Electronics > Projects, Designs, and Technical Stuff
Auto-Standby circuit doesnt work as expected
Ian.M:
The timing network appears to be R71 2Meg charging C78 220uF. Its time constant is approximately 7 minutes. Its decreased a bit by the effective load of Q3 base, which can be approximated as a 30Meg resistor to ground (emitter_load*hFE) so it will only charge to 94% of the supply, less approx 0.7V Additionally you are comparing it with half the supply voltage so it *should* only delay for approx 5 3/4 minutes.

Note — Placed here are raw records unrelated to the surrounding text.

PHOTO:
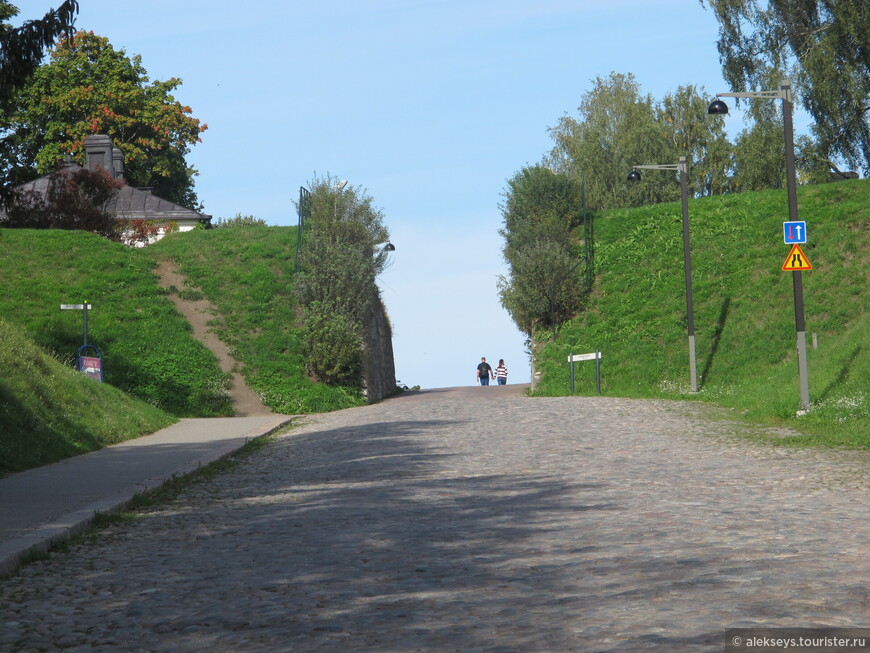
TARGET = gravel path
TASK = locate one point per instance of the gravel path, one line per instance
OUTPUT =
(473, 520)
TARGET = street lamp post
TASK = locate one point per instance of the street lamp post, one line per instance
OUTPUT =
(634, 175)
(718, 107)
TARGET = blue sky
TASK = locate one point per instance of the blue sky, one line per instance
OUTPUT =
(430, 106)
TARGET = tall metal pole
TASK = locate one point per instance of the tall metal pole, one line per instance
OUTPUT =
(687, 264)
(797, 279)
(687, 256)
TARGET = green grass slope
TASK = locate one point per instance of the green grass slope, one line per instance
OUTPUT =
(247, 273)
(147, 347)
(49, 411)
(744, 309)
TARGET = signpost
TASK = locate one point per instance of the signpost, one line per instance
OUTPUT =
(587, 357)
(794, 231)
(79, 307)
(796, 260)
(91, 366)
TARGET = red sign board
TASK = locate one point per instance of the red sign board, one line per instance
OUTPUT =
(91, 367)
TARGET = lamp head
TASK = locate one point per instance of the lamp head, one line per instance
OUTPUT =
(717, 108)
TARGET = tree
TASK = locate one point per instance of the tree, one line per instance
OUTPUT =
(544, 286)
(823, 46)
(699, 137)
(22, 48)
(616, 129)
(87, 88)
(540, 204)
(21, 51)
(74, 199)
(340, 261)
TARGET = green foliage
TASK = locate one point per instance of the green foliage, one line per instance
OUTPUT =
(744, 311)
(823, 46)
(248, 274)
(333, 345)
(616, 129)
(699, 137)
(48, 411)
(147, 348)
(87, 88)
(74, 199)
(22, 49)
(340, 261)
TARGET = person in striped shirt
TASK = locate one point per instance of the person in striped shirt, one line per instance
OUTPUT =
(501, 372)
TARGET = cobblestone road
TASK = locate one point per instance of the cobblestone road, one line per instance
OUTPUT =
(473, 520)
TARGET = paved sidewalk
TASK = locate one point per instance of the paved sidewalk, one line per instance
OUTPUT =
(43, 505)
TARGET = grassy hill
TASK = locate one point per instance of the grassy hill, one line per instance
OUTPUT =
(146, 346)
(247, 273)
(154, 370)
(744, 309)
(49, 411)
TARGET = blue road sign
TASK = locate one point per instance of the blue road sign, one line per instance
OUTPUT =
(794, 232)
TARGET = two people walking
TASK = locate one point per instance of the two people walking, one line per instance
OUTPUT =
(485, 373)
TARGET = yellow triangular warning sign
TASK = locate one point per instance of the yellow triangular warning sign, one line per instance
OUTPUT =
(796, 260)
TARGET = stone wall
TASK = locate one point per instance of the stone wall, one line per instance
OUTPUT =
(379, 369)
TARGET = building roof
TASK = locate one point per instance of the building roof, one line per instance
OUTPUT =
(129, 203)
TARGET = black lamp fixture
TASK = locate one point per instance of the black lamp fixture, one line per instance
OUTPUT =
(717, 108)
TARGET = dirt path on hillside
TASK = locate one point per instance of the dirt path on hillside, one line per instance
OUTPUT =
(198, 313)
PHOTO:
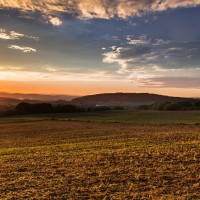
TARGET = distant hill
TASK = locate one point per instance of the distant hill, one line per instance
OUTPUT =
(126, 99)
(39, 97)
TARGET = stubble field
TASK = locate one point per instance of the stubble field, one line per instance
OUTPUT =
(55, 159)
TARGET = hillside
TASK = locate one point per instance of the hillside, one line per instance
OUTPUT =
(126, 99)
(39, 97)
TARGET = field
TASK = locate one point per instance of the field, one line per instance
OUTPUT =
(98, 156)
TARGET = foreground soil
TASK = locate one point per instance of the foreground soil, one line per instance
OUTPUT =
(87, 160)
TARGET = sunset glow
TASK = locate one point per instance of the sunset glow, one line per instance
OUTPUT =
(91, 46)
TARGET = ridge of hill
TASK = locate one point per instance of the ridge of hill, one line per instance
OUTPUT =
(38, 97)
(127, 99)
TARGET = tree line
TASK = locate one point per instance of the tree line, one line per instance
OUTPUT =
(45, 108)
(172, 106)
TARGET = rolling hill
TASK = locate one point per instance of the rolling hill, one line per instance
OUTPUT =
(110, 99)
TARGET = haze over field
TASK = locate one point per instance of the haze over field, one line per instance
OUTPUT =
(83, 47)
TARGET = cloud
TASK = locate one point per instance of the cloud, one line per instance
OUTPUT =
(55, 21)
(144, 54)
(171, 82)
(12, 35)
(22, 48)
(105, 9)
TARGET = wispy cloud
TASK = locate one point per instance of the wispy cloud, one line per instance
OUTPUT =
(12, 35)
(55, 21)
(171, 82)
(22, 48)
(97, 8)
(143, 54)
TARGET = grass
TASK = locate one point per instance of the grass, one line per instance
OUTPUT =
(54, 159)
(141, 117)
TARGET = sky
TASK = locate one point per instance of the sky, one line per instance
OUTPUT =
(83, 47)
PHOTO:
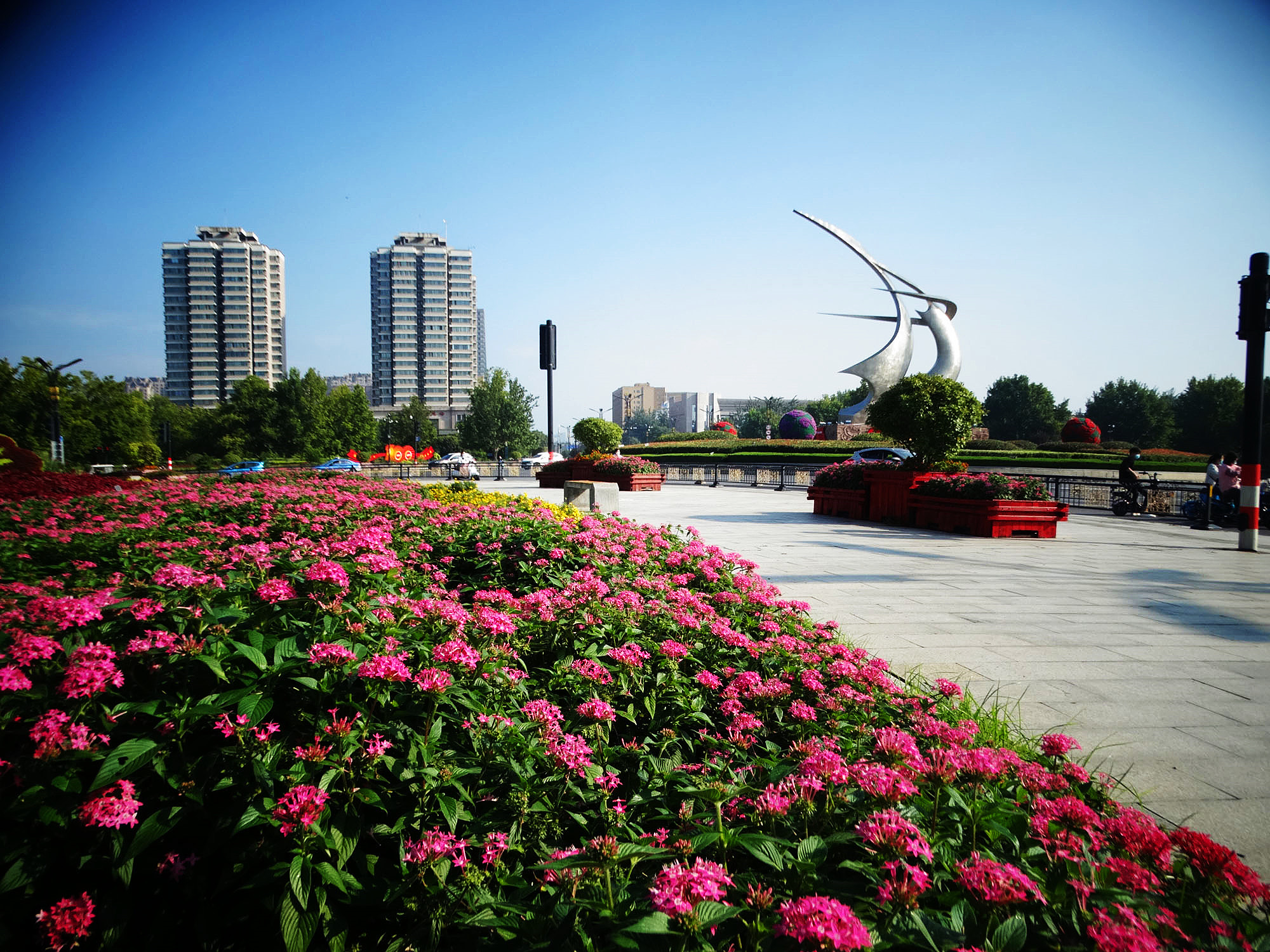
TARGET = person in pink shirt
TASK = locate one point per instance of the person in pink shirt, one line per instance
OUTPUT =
(1229, 479)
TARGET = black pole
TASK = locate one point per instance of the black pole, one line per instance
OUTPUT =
(548, 362)
(1254, 295)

The fact you observed a 15 minute delay means either the leakage current of C78 is a large proportion of its charging current, or the reset transistor Q2 is leaky or is getting partially turned on intermittently.
The whole approach of an extremely large time constant RC network with an electrolytic cap is irretrievably flawed due to the unstable and temperature dependant leakage current. IMHO you need to redesign it with a digital timer, either an oscillator and divider chain, or a MCU.
Consider using a CD4060 configured for a low frequency RC oscillator, with a diode from the desired output to the RS input to inhibit its oscillator at the end of the delay. Drive its MR (master reset) with your activity signal.
Michaelaudio:
But the circuit works?It just doesnt work when I soldered the ICs on the PCB cause on Pin 5 the voltage drobs as soon as its higher than on Pin 6 on IC9b. I know they r smarter ways to do it but I want to solve the problem not re design it. So the time delay thing is strange yea, but anyway it works (almost)
What I found out so far:
-when the voltage goes up and down (7.7-7.6V at Pin5 IC9B (measured to virtual ground) the voltage on the Base of Q3 doesnt change, so that means c78 is full charged, so it has something to do with the comparator itself?
-when I remove R78 it works
-when I remove D16/17 it works
Im sure im close but still cant see where the problem is
Ian.M:
What do you expect to happen when IC9B acting as a comparator causes the MOSFET Q4 to switch off the Vdd supply to the timing circuit feeding its own inputs? The circuit is fundamentally flawed and if it operates at all its by pure luck.
Michaelaudio:
Oh my fault! I forgot to switch the Power Symbol, the circuit is always powered ofc.
tooki:
VDD is the unswitched always-on power, and VCC is the switched power, correct?
(And no, I don’t know why it’s not working, sorry! But I’d listen to Ian.M.)